The CoA, earlier this year, had asked the state associations to upload the names of their members on their respective websites, Calcutta Telegraph reports. So, the recent email from the CoA is more of a reminder and, in a way, an ultimatum to the affiliated units to follow its instructions.

"All Members... are now requested to provide the Committee of Administrators with a list (updated) of all their respective constituent members (viz. district clubs, individuals, etc.) indicating those who have voting rights in a general body meeting of the members and those who do not.

"This list should also be put up on the respective websites of each member and a link to the same should be provided to the Committee of Administrators," the CoA said in the email.

Pertinently, the Cricket Association of Bengal's website already has the names and addresses of its 121 member units.

While the CAB and other compliant affiliates will have no problems with the edict, many state associations will likely do what the parent body has been doing on the Justice RM Lodha Committee reforms agenda - stonewall. 
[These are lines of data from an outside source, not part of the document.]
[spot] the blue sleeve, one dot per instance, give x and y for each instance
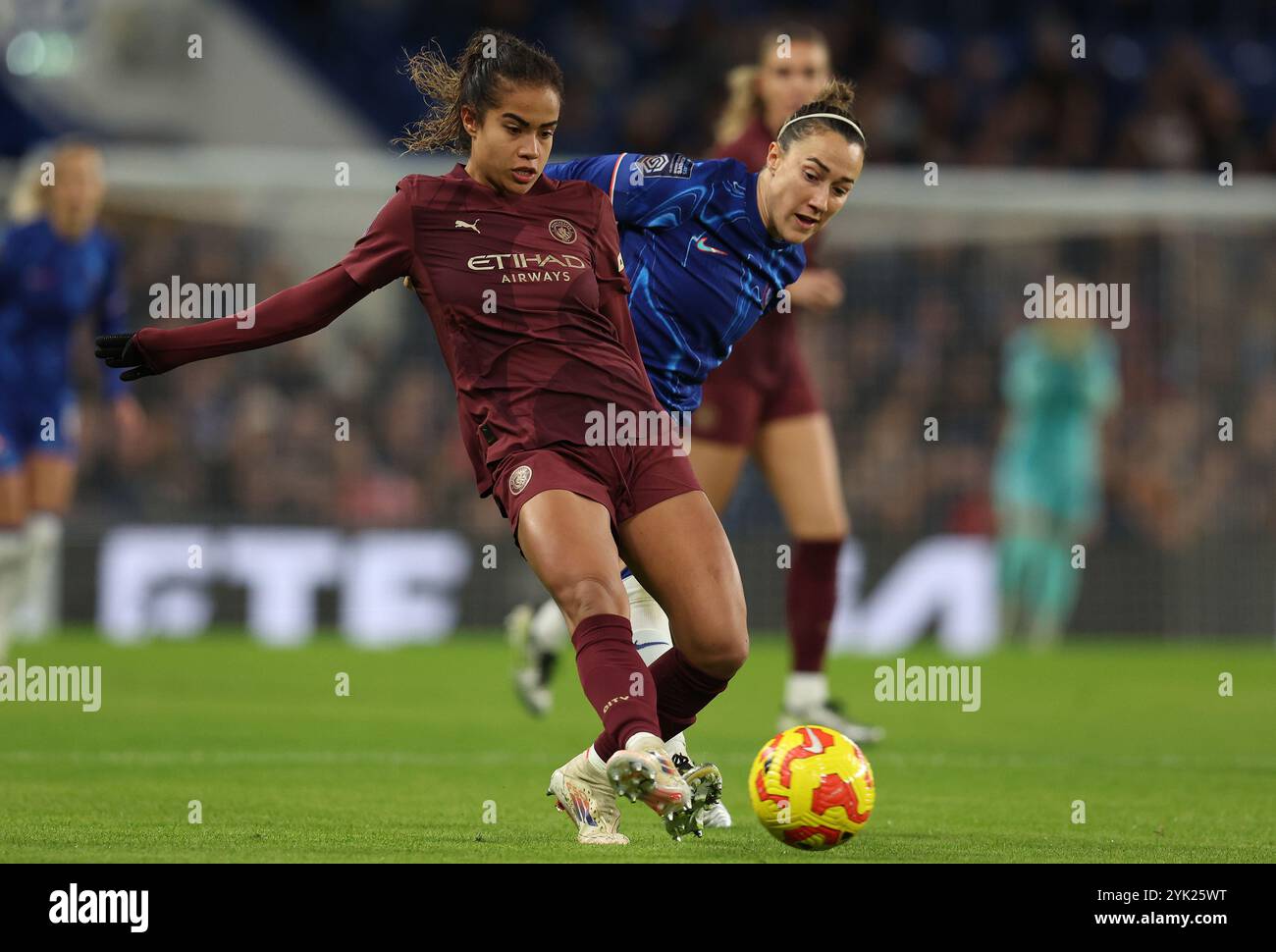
(113, 311)
(646, 191)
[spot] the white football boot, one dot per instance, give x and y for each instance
(646, 772)
(532, 665)
(585, 794)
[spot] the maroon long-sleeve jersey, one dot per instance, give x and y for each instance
(527, 295)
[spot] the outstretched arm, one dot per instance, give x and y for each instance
(383, 254)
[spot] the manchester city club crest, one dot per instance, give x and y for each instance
(562, 230)
(518, 479)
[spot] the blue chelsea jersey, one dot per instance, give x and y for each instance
(46, 285)
(701, 264)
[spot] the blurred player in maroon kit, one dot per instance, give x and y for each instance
(762, 402)
(523, 281)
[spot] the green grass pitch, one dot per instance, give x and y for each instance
(430, 739)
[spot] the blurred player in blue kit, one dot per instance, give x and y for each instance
(54, 271)
(1059, 382)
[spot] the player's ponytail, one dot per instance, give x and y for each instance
(490, 58)
(832, 110)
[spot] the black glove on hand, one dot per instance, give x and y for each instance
(120, 351)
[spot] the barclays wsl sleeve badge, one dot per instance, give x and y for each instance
(562, 230)
(518, 479)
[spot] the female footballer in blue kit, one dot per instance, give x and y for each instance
(54, 271)
(709, 247)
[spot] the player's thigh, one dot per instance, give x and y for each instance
(718, 468)
(50, 483)
(680, 554)
(566, 540)
(798, 457)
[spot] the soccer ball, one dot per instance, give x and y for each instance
(812, 787)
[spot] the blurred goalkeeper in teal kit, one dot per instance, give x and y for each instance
(1059, 382)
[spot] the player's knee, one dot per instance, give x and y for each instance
(719, 645)
(586, 595)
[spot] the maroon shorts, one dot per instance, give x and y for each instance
(623, 479)
(765, 379)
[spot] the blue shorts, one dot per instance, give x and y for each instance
(32, 423)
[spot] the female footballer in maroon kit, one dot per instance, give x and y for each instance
(762, 402)
(557, 346)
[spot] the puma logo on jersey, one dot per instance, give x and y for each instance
(701, 245)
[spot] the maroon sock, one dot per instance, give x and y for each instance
(608, 661)
(681, 692)
(812, 592)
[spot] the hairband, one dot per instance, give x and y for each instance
(824, 115)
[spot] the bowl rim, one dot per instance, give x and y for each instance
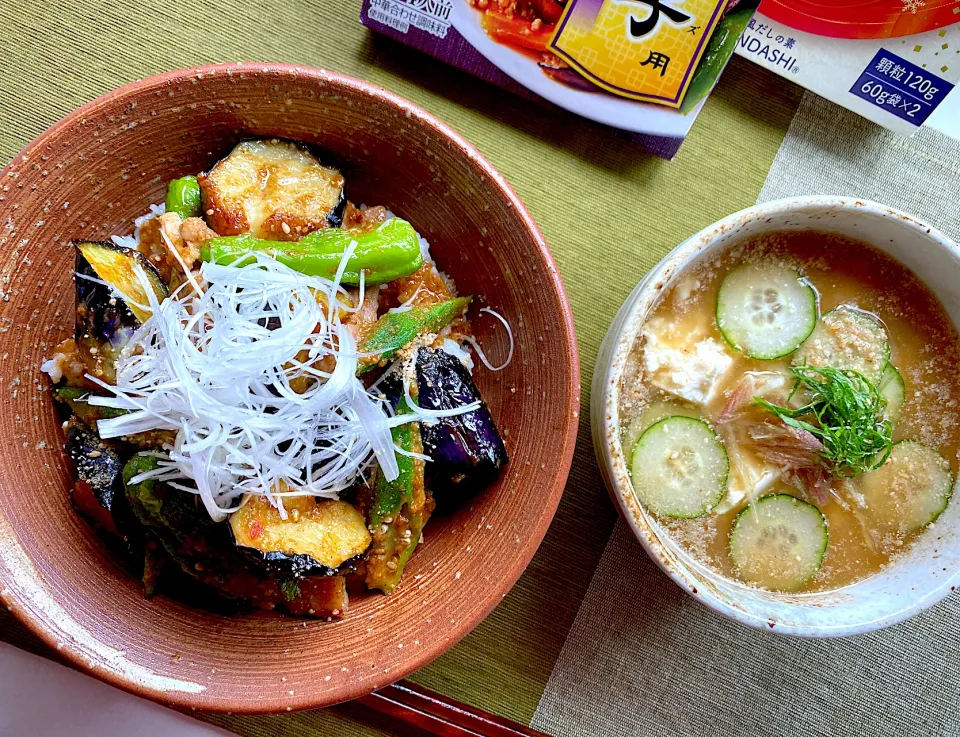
(516, 563)
(605, 409)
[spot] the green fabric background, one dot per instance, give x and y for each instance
(608, 211)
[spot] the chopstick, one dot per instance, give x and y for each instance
(428, 712)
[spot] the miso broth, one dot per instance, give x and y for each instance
(850, 305)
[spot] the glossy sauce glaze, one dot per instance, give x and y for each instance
(924, 347)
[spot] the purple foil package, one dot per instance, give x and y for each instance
(509, 49)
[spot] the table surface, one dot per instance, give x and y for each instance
(608, 211)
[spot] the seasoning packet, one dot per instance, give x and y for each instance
(641, 67)
(896, 62)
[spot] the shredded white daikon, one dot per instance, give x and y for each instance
(225, 368)
(479, 350)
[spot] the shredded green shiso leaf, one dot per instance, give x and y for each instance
(845, 413)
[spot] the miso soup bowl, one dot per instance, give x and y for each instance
(915, 581)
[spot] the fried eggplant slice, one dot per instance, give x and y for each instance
(318, 537)
(466, 450)
(273, 189)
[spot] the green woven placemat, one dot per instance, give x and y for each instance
(608, 211)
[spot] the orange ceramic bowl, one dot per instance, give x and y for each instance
(89, 176)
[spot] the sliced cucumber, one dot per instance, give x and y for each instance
(850, 339)
(909, 491)
(765, 312)
(679, 468)
(778, 543)
(893, 392)
(651, 415)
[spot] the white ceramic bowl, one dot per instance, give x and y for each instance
(920, 578)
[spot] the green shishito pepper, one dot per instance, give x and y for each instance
(398, 512)
(395, 330)
(183, 197)
(385, 253)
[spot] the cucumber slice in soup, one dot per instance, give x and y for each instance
(651, 415)
(909, 491)
(679, 468)
(778, 543)
(765, 312)
(847, 338)
(893, 391)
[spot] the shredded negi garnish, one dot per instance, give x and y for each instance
(220, 369)
(845, 413)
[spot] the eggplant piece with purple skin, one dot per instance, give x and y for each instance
(466, 450)
(99, 485)
(105, 322)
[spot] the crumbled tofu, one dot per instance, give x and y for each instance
(690, 372)
(752, 484)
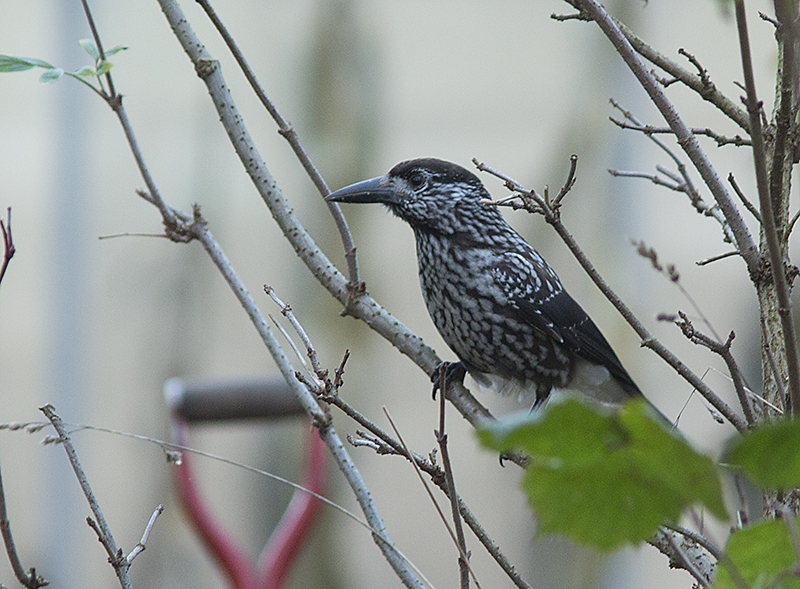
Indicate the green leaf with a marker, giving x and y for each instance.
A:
(115, 50)
(9, 63)
(760, 552)
(103, 67)
(86, 71)
(769, 454)
(605, 478)
(51, 75)
(90, 48)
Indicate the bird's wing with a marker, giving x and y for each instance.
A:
(541, 301)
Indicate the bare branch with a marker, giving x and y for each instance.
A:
(707, 91)
(115, 555)
(769, 192)
(745, 201)
(463, 557)
(724, 351)
(8, 244)
(441, 439)
(287, 132)
(683, 181)
(29, 579)
(721, 140)
(139, 548)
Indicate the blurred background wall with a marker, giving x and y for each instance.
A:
(96, 326)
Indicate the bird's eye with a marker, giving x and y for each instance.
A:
(417, 180)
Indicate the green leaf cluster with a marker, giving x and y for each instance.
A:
(606, 479)
(10, 63)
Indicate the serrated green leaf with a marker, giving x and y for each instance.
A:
(606, 478)
(51, 75)
(86, 71)
(115, 50)
(104, 67)
(760, 552)
(10, 63)
(769, 454)
(90, 48)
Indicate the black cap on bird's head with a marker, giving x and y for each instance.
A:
(418, 191)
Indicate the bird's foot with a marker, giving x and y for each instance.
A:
(454, 372)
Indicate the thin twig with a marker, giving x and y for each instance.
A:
(441, 439)
(683, 181)
(707, 91)
(745, 201)
(404, 570)
(139, 548)
(357, 303)
(462, 554)
(687, 562)
(29, 579)
(724, 351)
(688, 142)
(287, 132)
(721, 140)
(717, 258)
(8, 244)
(115, 555)
(647, 339)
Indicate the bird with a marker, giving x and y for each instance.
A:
(496, 302)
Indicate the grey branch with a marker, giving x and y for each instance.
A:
(115, 555)
(139, 548)
(688, 142)
(29, 579)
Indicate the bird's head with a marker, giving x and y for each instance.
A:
(430, 194)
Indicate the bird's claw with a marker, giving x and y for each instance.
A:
(454, 372)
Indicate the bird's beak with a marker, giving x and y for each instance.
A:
(364, 192)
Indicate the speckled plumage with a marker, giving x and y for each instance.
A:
(496, 302)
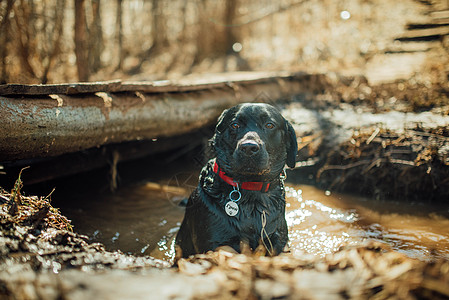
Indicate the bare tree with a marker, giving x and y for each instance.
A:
(24, 18)
(4, 37)
(55, 41)
(81, 41)
(96, 42)
(119, 33)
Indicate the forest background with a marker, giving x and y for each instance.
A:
(55, 41)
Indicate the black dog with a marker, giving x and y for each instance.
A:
(240, 196)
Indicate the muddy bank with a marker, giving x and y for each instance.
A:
(42, 258)
(384, 141)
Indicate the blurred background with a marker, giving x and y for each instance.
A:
(54, 41)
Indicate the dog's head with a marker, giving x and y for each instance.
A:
(253, 141)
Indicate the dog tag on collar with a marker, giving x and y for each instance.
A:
(231, 208)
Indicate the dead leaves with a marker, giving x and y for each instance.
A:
(370, 271)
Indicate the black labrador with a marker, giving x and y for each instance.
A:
(240, 196)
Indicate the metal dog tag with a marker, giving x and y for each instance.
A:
(231, 208)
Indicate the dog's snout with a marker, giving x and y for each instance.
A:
(249, 148)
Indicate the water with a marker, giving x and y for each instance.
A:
(144, 219)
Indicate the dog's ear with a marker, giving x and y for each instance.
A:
(225, 118)
(222, 124)
(292, 145)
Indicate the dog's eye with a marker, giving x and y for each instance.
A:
(269, 125)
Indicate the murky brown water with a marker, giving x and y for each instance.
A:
(144, 220)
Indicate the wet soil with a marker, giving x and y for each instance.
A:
(45, 261)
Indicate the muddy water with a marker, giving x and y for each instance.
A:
(144, 219)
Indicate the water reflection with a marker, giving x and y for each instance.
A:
(317, 228)
(144, 221)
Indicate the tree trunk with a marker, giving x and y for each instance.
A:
(81, 41)
(4, 37)
(119, 33)
(96, 42)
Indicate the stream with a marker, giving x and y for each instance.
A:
(143, 219)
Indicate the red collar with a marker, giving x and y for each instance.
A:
(250, 186)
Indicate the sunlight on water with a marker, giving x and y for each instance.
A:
(314, 227)
(319, 222)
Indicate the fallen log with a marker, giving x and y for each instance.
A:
(49, 120)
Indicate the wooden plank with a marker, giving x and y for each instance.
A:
(439, 14)
(42, 126)
(424, 34)
(163, 86)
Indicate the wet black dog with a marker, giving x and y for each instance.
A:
(240, 196)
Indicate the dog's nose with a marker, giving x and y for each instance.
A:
(249, 148)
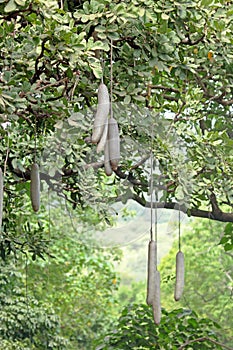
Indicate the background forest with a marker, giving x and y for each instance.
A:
(73, 273)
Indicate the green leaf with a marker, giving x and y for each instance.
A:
(11, 6)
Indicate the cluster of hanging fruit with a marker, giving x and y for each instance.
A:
(153, 280)
(105, 131)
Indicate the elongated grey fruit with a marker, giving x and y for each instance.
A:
(179, 287)
(103, 139)
(101, 113)
(151, 271)
(35, 187)
(107, 165)
(114, 143)
(1, 196)
(156, 304)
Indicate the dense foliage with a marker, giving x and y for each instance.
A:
(179, 329)
(172, 94)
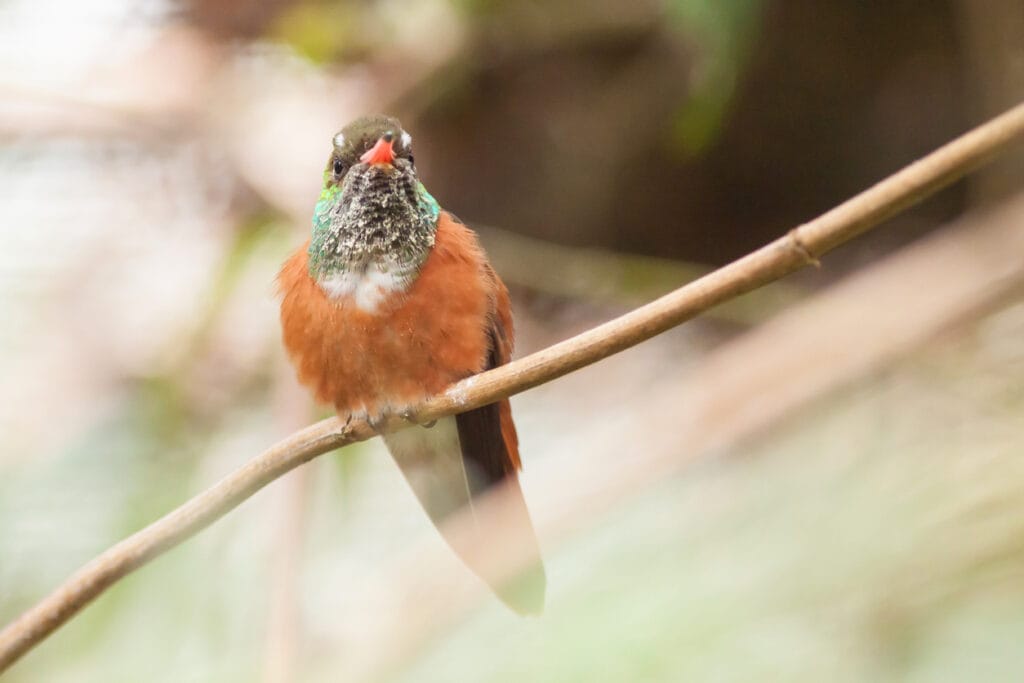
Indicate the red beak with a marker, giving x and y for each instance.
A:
(382, 153)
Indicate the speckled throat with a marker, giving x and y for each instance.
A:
(379, 215)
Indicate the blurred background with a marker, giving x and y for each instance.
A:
(818, 481)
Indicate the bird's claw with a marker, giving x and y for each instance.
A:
(409, 415)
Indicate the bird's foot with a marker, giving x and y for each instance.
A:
(409, 415)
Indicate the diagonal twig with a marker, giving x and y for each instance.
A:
(800, 247)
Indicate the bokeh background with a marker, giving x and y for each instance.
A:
(819, 481)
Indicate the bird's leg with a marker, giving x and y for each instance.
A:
(409, 415)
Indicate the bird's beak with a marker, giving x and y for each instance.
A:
(382, 153)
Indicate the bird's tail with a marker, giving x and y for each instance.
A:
(483, 518)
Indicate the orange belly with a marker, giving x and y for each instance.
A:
(414, 345)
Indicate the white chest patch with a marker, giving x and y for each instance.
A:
(368, 287)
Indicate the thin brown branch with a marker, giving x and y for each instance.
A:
(800, 247)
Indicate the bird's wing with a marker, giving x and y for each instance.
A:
(460, 459)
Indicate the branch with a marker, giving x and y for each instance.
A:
(800, 247)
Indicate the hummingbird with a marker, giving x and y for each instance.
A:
(390, 301)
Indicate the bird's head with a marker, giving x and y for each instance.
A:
(372, 206)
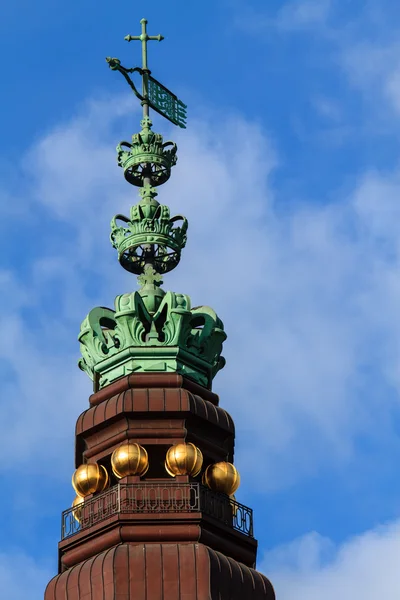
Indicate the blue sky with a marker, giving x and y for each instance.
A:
(289, 176)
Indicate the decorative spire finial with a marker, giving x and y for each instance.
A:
(154, 94)
(150, 330)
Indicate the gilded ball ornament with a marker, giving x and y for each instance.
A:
(222, 477)
(89, 479)
(76, 505)
(129, 459)
(183, 459)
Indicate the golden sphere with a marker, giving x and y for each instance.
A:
(77, 513)
(183, 459)
(222, 477)
(89, 479)
(232, 501)
(129, 459)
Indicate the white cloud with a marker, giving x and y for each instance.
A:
(297, 291)
(312, 567)
(303, 14)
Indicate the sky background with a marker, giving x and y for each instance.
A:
(289, 175)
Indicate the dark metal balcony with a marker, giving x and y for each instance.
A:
(157, 498)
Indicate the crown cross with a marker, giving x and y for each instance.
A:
(144, 38)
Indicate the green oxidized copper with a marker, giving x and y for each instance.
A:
(147, 148)
(149, 235)
(150, 330)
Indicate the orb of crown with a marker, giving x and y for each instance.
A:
(149, 235)
(147, 156)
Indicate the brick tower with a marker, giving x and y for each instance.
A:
(155, 516)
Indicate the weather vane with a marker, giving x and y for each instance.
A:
(154, 94)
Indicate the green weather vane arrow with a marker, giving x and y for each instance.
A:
(154, 94)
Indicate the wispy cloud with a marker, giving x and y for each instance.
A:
(312, 567)
(298, 291)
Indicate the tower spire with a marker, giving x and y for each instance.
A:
(155, 514)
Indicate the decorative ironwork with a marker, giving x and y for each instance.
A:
(168, 105)
(149, 498)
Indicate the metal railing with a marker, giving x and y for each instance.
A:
(157, 498)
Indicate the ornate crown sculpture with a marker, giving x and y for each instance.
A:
(147, 152)
(150, 330)
(150, 235)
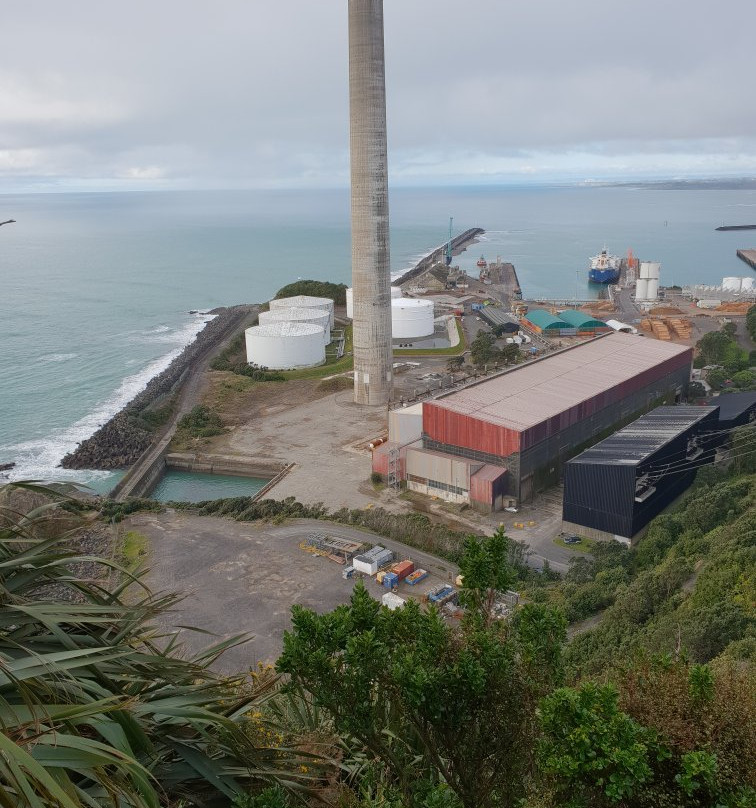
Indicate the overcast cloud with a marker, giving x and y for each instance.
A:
(247, 93)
According to DNA, the CoA have been flooded with complaints by many former players and officials fighting against the present associations that "there is no way to know who have been ruling the state cricket units despite all their efforts over the years".

Most of the complaints are related to Saurashtra, Haryana, Himachal Pradesh and Punjab Cricket Associations, the daily reports.

Citing the the example of Himachal Pradesh Cricket Association (HPCA), DNA reports that before former BCCI president Anurag Thakur took over the reins of the state body in 2000, HPCA had only 24 full members representing the 12 districts. Soon after, in an apparent attempt to hold on to power for years to come, Thakur added 25 more members with full voting rights - mostly his near and dear ones.